An exploratory study of the relationship between pulse transit time and blood pressure based on causal inference
Abstract
Aim: We propose to examine the causal relationship between the noninvasive features represented by pulse transit time (PTT) and blood pressure (BP), with the aim of mitigating the impact of confounding factor(s) and thus improving the performance of BP estimation.
Methods: We identified the causal graph of BP and the important noninvasive features extracted from electrocardiogram (ECG) and photoplethysmogram (PPG) via fast causal inference (FCI) algorithm, with the orientations of the edges in the causal graph being determined by the causal generative neural networks (CGNN) algorithm. With the knowledge obtained from the causal graph, we further used hierarchical regression model to estimate BP, and validated the proposed method on 17 subjects.

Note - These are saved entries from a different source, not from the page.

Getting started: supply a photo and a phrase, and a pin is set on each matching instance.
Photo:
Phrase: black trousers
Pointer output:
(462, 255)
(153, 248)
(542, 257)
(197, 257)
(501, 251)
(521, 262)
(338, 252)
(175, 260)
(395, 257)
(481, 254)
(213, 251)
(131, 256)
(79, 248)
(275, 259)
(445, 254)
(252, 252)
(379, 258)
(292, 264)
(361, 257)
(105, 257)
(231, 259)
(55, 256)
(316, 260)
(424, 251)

Results: We found that the obtained causal graph was almost consistent with the prior knowledge, and heart rate (HR) was one of the main confounding factors of PTT and BP. Incorporating HR into the hierarchical regression model to eliminate its confounding effect on the PTT-based BP estimation, the mean value of SBP and DBP estimation was improved by 1.27 and 1.89 mmHg, respectively, and the mean absolute difference (MAD) was improved by 2.28 and 3.60 mmHg, respectively.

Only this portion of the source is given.